夏炎也在此时转过头来对着我说:“正常人都会觉得人家批驳作弊的行为没有错,但是你却给出了一个中立于双方都观点,不对,不应该是中立,而是跟他们对立,而且这个观点特别恶劣,你把两类人都骂了这足以说明你性格的恶劣。”
徐梦洁也附和似的点了点头。
“确实,我感觉你比他们几个还可怕。”
我讪讪的笑着:“原来我这么厉害啊。”
“没救了……”
她们三人出无奈的感叹。
“所以这次考试到底会怎么办啊,不解决作弊的问题,颁奖也颁不了啊。”
翁樊无力地趴在桌子上。
“怕啥,你又不上台领奖。”
翁樊狠狠捏了我的右脸颊,我吃痛拍开她的手。
不知哪一天翁樊无意间捏了捏我的脸,觉得手感相当的好,就时不时来捏两下,平时拌嘴也会无意间使出来,这让我很是无奈。毕竟这是亲近的男女朋友间才会做出来的亲密动作,这样可会让单身许久的屌丝心存期待:她不会是喜欢我吧?这样的愚蠢幻想。
当然,我反正不会心存这种愚昧的想法。
屌丝的意y,在我心中根本没存在过,怎么做到的?很简单。信奉神圣的现实主义吧少年,只有现实才能打碎你那些如泡沫般梦幻的想象,才不会让你在浪漫主义的温柔乡中一步步走向小丑的道路。
这时夏炎则是在一旁淡淡地说:“翁樊这次政治是全班第二,因为这件事,无论是学校的奖,还是班级的奖都不能颁,所以她很难过也是当然的吧。
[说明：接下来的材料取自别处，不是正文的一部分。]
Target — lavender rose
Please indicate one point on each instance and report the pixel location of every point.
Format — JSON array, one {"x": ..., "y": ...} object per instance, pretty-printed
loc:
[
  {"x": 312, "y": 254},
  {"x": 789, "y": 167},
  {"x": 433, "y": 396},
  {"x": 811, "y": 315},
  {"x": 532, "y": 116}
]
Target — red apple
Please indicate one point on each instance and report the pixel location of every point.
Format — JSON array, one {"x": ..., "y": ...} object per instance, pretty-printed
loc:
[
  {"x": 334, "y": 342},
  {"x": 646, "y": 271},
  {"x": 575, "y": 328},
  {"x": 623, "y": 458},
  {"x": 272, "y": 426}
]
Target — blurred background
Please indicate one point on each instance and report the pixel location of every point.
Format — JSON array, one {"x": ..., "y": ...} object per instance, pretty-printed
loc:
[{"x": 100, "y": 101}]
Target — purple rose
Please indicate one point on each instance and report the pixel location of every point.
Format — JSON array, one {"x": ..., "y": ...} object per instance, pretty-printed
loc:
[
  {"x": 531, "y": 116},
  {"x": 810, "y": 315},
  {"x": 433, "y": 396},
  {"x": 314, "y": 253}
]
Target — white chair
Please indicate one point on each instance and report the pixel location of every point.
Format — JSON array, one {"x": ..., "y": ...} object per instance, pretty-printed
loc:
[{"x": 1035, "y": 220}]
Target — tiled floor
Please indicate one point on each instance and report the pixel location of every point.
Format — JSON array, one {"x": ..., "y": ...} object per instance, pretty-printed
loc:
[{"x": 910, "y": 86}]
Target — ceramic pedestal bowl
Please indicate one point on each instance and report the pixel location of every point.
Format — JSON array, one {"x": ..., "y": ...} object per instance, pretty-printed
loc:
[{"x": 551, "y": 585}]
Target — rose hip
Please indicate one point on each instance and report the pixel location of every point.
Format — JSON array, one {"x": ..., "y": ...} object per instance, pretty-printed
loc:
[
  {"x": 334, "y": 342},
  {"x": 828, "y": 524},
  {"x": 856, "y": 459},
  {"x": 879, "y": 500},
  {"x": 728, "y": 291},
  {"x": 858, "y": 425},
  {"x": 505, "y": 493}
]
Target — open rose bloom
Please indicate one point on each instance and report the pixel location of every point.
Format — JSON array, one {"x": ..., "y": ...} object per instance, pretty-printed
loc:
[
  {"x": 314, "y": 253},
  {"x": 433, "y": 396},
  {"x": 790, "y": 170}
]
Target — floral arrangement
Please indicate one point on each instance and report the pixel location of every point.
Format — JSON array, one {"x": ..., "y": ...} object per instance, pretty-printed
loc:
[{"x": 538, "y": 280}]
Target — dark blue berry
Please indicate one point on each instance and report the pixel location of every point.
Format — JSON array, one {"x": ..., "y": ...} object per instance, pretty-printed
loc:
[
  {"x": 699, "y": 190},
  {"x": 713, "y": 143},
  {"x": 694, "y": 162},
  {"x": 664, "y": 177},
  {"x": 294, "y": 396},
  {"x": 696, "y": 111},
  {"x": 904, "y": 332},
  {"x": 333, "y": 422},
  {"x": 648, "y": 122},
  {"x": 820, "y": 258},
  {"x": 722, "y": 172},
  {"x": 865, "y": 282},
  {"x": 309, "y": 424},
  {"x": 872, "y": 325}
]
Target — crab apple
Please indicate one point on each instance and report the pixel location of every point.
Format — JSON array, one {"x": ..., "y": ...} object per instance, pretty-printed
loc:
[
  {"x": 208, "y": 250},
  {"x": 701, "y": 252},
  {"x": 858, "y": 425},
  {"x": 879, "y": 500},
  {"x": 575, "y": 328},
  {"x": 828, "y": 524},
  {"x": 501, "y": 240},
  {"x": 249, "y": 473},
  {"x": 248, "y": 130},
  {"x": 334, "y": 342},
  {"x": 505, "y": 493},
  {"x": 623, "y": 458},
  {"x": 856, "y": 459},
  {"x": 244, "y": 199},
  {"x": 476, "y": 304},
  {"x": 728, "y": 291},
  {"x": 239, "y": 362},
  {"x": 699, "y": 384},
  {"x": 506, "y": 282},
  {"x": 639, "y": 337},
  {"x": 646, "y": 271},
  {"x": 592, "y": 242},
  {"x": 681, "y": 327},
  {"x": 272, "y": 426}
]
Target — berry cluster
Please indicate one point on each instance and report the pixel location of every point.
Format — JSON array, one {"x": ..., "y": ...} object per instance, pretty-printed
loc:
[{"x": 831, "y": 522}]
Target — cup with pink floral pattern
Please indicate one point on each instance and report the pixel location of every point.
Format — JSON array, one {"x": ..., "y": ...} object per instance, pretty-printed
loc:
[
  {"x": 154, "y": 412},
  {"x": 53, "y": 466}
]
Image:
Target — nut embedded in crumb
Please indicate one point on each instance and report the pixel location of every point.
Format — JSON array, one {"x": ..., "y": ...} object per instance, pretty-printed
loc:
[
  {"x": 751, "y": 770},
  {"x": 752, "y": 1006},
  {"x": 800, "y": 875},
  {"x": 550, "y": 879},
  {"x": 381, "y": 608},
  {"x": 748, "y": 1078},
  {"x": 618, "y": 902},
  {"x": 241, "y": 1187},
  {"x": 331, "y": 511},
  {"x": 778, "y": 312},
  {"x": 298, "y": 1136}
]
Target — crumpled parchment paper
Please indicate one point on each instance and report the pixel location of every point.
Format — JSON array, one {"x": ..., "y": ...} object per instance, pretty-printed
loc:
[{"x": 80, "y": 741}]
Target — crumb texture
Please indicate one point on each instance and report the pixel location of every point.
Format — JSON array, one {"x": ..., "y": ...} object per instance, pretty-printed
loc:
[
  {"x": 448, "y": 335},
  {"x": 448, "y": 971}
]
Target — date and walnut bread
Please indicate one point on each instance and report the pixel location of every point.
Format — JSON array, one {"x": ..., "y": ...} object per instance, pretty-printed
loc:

”
徐梦洁则看着我问道:“李贽,你不是政治第一吗?翁樊就在你下一名,你不知道?”
这时三人的目光都聚焦在我身上。
我面色凝重,用一种强者为尊的语气说道:“身后之人,不过手下败将,不足以惹眼。”
翁樊又狠狠地捏着我的脸颊,边捏边喊道:“李贽!你个臭狗!”
“别别别……痛。”
我出哀嚎。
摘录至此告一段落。